Seguir parte à parte de “O quarto de Despejo” era refazer em flashs, os tempos que andei fedida na carroça para vender latinhas, garrafas pets ou os cobres que durante algum tempo, acabaram com as minhas digitais.
Enquanto martelava os materiais para amassá-los, as lágrimas caiam de ódio e eu perguntava ao Deus em quem eu mantinha minhas certezas, porque ele não dava ordem para tudo mudar.
Eram horas indo até os lugares, recolhendo os materiais pós obras de igrejas. Depois seguia em mais um dia para desparafusar, queimar e vender os cobres e todos materiais que pudesse.
Lembro de quando conseguimos 300 reais em um só dia e foi o dia mais feliz daqueles tempos.
Carne, ovo, leite, biscoito e um trocado pra procurar emprego.
Naquela semana, o julgamento e exclusão de tantos que se diziam amigos e se distanciaram quando me viam remexendo no lixo, não me seguiram. Eu não precisaria andar 40 minutos até o Morro do Garibald, subir aquela ladeira íngreme e esperar os moradores trazerem quilos de arroz e feijão. Naquele dia eu não teria que pedir para a merenda da escola ser levada pra casa.
Nós teríamos dias normais, dias que deveriam ser a principal demanda suprida na vida de qualquer ser humano. Na vida de qualquer família.
Eu queria mesmo era colocar os dentes da minha mãe, mas por hora comer e manter-se bem era a demanda mais urgente.

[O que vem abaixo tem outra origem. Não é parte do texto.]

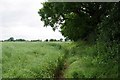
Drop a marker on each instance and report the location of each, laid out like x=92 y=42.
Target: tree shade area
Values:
x=81 y=21
x=97 y=25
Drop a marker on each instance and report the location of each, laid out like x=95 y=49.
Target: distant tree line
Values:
x=11 y=39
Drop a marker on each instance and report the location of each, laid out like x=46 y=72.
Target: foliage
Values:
x=76 y=20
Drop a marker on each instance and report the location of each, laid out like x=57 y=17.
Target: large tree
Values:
x=76 y=20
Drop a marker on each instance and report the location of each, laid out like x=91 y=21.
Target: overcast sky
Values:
x=19 y=19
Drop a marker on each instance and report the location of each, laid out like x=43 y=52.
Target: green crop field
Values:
x=56 y=60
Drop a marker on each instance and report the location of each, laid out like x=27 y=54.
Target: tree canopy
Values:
x=76 y=20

A fragilidade exposta nas lágrimas escondidas daquela mulher forte, se misturava com as lembranças de quando após um dia de faxinas de vendas no trem, ela me trazia um livro, sentava ao meu lado e contava uma história.
No fundo eu sabia. Aquele momento era pontual e nós três seguíamos, eu minha mãe e minha irmã, confiando que tudo mudaria em breve. O problema é que com o tempo aqueles dias pareciam longos demais. Bem mais extensos do que meus olhos gostariam de observar.
A literatura de Carolina Maria de Jesus, uma catadora de MG, residente da favela do Canindé em São Paulo nos joga na cara a reflexão de que ainda hoje seguimos em passos muito lentos, diante de tantas urgências sociais e emocionais de uma sociedade já em colapso. Uma sociedade anêmica de perspectiva.
Ler o quarto de despejo é como revisitar um passado que eu não gosto e gostaria de apagar da memória, mas que ainda é real. Afinal eu só preciso abrir a janela da sala para ver várias Carolinas, mesmo que essas ainda não saibam ler ou muito menos entendem sobre política, sobre quem governa seu país e o momento que estamos prestes a vivenciar.
1950 ainda está vivo.
Enquanto olho pela janela e visualizo o outro lado do meu quintal, fecho o livro e me viro para finalmente descansar após um longo dia, eu me pergunto:
“Qual é a perspectiva de vida?”
A minha com certeza não é o quarto de despejo.
Sigo, mesmo tantas vezes sem perspectiva palpável, firme na convicção de que a mudança está uma linha à frente dos nossos olhos, destruindo todos os medos que um dia nos mantiveram inertes às mudanças.